Implementation of Office of Management and Budget Guidance on Drug-Free Workplace Requirements

Action

Final Rule.

Summary

HUD is moving its regulation implementing the governmentwide common rule on drug-free workplace requirements for financial assistance from one title in the Code of Federal Regulations (CFR) to another title. This relocation of the requirements from one CFR title to another responds to directions from the Office of Management and Budget (OMB) to all federal agencies to consolidate into one CFR title all federal regulations on drug-free workplace requirements for financial assistance. These changes constitute an administrative simplification and make no substantive change in HUD policy or procedures for drug-free workplace.

 

Table of Contents Back to Top

DATES: Back to Top

Effective Date: August 29, 2011.

FOR FURTHER INFORMATION CONTACT: Back to Top

Barbara Dorf, Director, Office of Departmental Grants Management and Oversight, Office of the Chief of the Human Capital Officer, Department of Housing and Urban Development, 451 7th Street, SW., Room 3156, Washington, DC 20410-0500, telephone number 202-708-0667. (This is not a toll-free number). Persons with hearing or speech impairments may access this number through TTY by calling the toll-free Federal Relay Service at 800-877-8339.

SUPPLEMENTARY INFORMATION: Back to Top

I. Background Back to Top

The Drug-Free Workplace Act of 1988 (100, Title V, Subtitle D) (41 U.S.C. 701 et seq.) (the Act) was enacted on November 18, 1988, as part of the 1988 Omnibus Drug Act. The Act requires that recipients of grants and parties to cooperative agreements provide a drug-free workplace. On January 31, 1989 (53 FR 4946), the federal agencies issued an interim final common rule to implement the Act as it applies to grants. On May 25, 1990 (55 FR 21681), after considering public comment, the federal agencies issued a final common rule.

On January 23, 2002 (67 FR 3266), the federal agencies proposed substantive changes to the governmentwide Debarment and Suspension (Nonprocurement) and governmentwide Requirements for Drug-Free Workplace (Grants) common rule. HUD did not join in the January 23, 2002, publication, but proposed adopting the common rule amendments by separate rule, that was published on July 22, 2002 (67 FR 48006). On November 26, 2003 (68 FR 66534), after considering public comment on the January 23, 2002, common rule and, after HUD considered public comment on its July 22, 2002, proposed rule, the federal agencies, including HUD, published a final rule that updated the common rule on drug-free workplace requirements. Each agency at that time also relocated its drug-free workplace common rule to its own CFR part and removed the drug-free workplace rule from a subpart in the debarment and suspension common rule.
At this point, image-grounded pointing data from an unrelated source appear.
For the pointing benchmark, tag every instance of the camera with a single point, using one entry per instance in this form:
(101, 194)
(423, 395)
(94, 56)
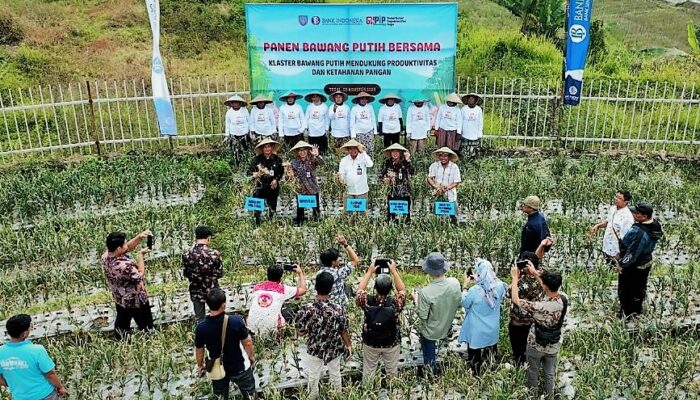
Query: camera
(382, 266)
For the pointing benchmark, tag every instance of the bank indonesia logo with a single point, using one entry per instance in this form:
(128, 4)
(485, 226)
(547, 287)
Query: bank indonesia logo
(577, 33)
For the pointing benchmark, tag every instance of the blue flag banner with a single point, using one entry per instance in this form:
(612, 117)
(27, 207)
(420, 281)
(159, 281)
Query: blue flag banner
(306, 201)
(578, 37)
(399, 207)
(445, 208)
(356, 205)
(254, 204)
(159, 84)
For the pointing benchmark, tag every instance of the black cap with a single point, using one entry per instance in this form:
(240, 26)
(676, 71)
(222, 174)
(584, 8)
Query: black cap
(643, 208)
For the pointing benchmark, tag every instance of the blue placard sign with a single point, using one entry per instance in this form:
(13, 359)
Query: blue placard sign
(306, 201)
(254, 204)
(356, 205)
(445, 208)
(399, 207)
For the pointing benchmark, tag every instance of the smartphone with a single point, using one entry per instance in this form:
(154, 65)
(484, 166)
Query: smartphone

HUD's drug-free workplace common rule was moved to 24 CFR part 21.

On May 11, 2004 (69 FR 26276), OMB established Title 2 of the CFR as the new, central location for OMB guidance and agency implementing regulations concerning grants and cooperative agreements. With the establishment of Title 2 of the CFR, OMB announced its intention to replace agencies' common rules with a single set of drug-free workplace requirements, policies, and procedures, referred to as OMB guidance. Through this approach, rather than have each agency issue identical or nearly identical rules based on the common rule, agencies would adopt the OMB guidance through brief regulations that reference the agencies' adoption of the guidance. The establishment of Title 2 of the CFR is intended to assist recipients that do business with multiple federal agencies by creating one title in which recipients can find the agencies' regulations implementing governmentwide requirements governing grants and cooperative agreements that were previously published under many separate CFR titles. OMB began the process of replacing common rules with its guidance by proposing, and later finalizing, governmentwide guidance on nonprocurement suspension and debarment enforcement actions in 2 CFR part 180.
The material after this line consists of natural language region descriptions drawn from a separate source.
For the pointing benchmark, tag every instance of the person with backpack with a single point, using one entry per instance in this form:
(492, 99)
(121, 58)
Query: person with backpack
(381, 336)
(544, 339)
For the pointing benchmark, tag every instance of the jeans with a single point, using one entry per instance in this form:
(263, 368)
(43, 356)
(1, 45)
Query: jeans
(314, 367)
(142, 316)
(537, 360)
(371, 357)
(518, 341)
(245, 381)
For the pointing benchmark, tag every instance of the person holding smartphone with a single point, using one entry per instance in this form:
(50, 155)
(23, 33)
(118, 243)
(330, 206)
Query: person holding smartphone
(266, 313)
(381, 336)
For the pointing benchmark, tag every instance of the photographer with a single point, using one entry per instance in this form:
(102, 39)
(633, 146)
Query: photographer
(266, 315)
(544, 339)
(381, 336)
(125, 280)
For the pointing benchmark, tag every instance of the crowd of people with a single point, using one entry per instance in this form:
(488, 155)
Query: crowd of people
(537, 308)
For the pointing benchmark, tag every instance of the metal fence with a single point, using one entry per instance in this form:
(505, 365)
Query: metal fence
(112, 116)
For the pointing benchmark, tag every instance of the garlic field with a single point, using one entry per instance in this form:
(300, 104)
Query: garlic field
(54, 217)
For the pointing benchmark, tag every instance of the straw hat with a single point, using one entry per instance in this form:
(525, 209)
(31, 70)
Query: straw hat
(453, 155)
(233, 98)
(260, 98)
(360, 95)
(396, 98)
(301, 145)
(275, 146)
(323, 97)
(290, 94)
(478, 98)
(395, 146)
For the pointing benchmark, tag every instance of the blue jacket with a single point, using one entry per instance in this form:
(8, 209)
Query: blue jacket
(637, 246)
On September 26, 2008 (73 FR 55776), OMB proposed guidance for drug-free workplace requirements in a new CFR part—2 CFR part 182. In addition to proposing the guidance for drug-free workplace requirements, OMB also proposed the format and organizational structure of the requirements that agencies should adopt. The guidance was issued in final form on June 15, 2009 (74 FR 28149). The final guidance directs that each federal agency replace the common rule on drug-free workplace requirements, which the agency previously issued in its own CFR title, with a brief regulation in 2 CFR adopting the governmentwide drug-free workplace policies and procedures.
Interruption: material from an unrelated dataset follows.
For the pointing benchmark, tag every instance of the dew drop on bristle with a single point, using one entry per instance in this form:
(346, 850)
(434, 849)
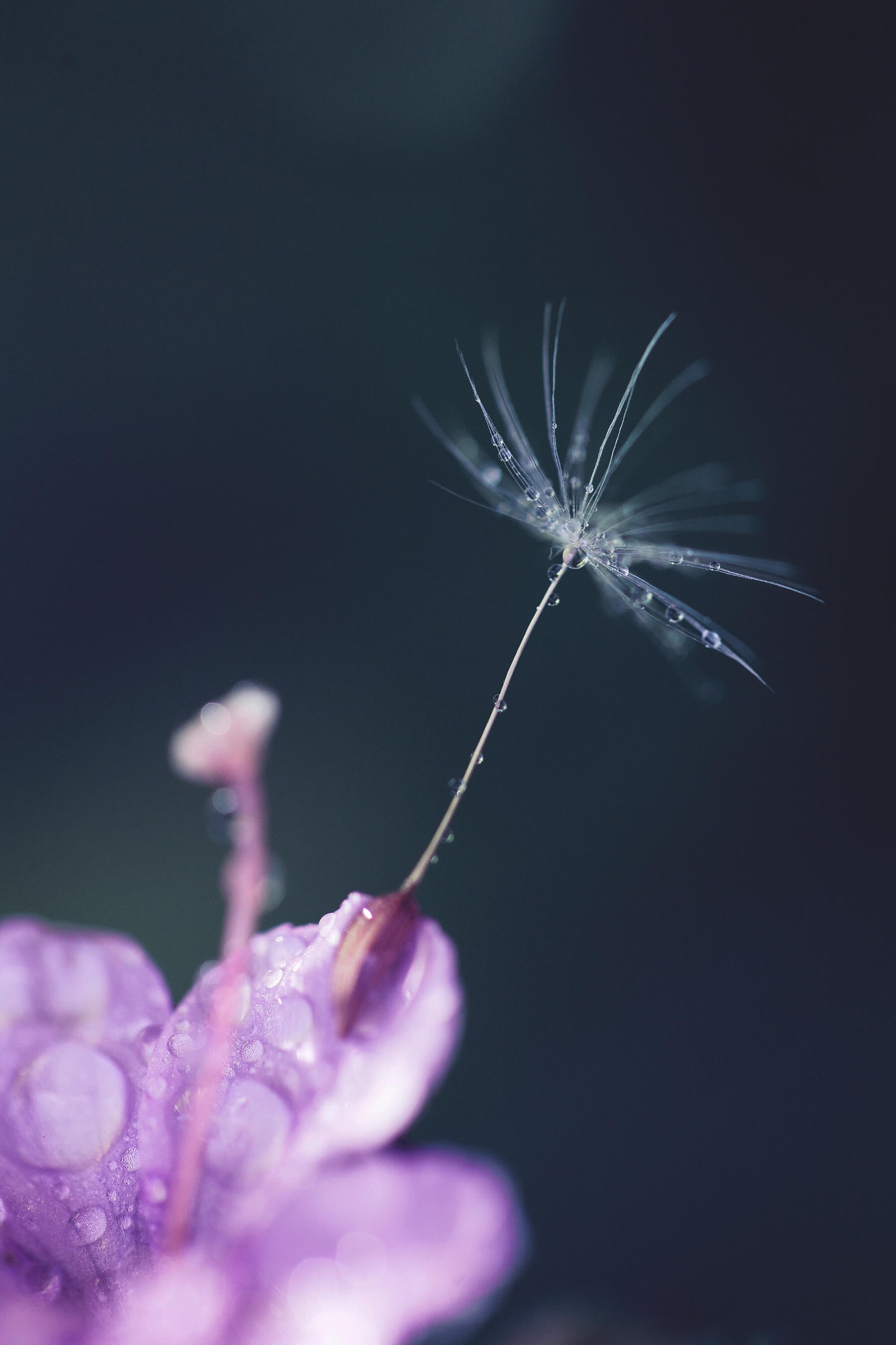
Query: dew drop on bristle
(575, 557)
II. This Final Rule Back to Top

As the OMB guidance requires, HUD is taking two regulatory actions by this final rule. First, HUD is removing the OMB common rule on drug-free workplace requirements which includes some revisions particular to HUD that are currently codified at 24 CFR part 21. Second, to replace the common rule, HUD is promulgating a new regulation at 2 CFR part 2429 to adopt the governmentwide policies and procedures on drug-free workplaces that are now in the OMB guidance. This rule does not make any substantive changes in the governmentwide drug-free workplace policies and procedures, but rather simply relocates HUD's drug-free workplace requirements to a central location in 2 CFR 2429, and highlights the commonality of these requirements among federal agencies by cross-referencing to OMB's guidance.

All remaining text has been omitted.